Many years later my second wife became a teacher and worked in special education, teaching students with problems, and also the exceptionally gifted (in a Grade Four public school class). I had occasion to witness some of her work and I got much feedback from parents whose children were her students and some from the students themselves. It was clear to me that she was an outstanding teacher, and so considered by her students and by almost all parents whose children she taught. Her “secret” was as follows. She was unfailingly imaginative, highly informed, and either flexible or firm in discipline, as the occasion demanded. She understood the psychological undercurrents that were revealed in her students’ behaviours. She taught her students to be self-reliant, to respect others as persons, to love learning, to be excited about intellectual discoveries, and to share them, while also learning new things from others. She challenged her students, but it was never a competition. She made her goals clear and explained to her students what she expected from them.

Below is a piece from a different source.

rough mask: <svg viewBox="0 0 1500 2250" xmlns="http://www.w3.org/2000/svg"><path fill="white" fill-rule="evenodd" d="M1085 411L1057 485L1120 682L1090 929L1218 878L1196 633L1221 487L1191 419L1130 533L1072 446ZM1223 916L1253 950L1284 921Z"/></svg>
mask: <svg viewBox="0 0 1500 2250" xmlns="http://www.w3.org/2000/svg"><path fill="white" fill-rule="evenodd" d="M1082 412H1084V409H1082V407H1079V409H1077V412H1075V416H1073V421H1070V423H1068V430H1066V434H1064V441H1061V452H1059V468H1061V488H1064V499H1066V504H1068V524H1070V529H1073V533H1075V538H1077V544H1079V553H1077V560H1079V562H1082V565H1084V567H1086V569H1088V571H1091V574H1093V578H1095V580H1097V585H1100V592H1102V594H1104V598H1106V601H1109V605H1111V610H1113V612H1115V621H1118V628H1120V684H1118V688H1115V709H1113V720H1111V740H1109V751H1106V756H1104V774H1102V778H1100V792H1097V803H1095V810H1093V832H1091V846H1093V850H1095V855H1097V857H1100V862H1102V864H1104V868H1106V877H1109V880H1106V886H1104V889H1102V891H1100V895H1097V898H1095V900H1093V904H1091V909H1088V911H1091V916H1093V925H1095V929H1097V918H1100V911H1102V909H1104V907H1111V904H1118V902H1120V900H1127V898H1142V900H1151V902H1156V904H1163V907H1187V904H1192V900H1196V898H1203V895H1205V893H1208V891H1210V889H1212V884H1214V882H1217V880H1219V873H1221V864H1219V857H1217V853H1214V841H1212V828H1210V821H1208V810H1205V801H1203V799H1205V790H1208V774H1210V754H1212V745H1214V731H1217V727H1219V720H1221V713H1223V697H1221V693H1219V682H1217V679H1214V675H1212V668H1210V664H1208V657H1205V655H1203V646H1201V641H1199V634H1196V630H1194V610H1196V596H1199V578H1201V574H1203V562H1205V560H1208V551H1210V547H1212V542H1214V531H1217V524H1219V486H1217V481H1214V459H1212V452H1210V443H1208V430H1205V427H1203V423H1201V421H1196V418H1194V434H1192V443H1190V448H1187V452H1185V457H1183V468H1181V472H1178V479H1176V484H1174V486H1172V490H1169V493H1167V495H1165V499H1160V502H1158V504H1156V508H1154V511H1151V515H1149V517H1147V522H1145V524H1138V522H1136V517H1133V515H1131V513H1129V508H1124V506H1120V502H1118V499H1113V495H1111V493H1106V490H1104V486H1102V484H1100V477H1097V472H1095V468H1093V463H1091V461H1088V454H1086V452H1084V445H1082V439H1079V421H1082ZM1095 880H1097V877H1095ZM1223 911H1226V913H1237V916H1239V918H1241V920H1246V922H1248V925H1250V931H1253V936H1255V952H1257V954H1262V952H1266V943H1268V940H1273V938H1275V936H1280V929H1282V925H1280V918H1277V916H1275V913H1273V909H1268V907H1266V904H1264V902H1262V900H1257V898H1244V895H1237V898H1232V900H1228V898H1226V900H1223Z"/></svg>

They were no fools, those Grade Four kids; they knew they were in a special place, and they could hardly wait to get to school every day. Many adult visitors to the class, including this one, wished they had been trained by “Mrs. H.” Now tell me how a standardized test would have connected with or expressed the quality of this classroom experience, or how preparing students for tests would have enriched them for a lifetime, as this remarkable teacher did.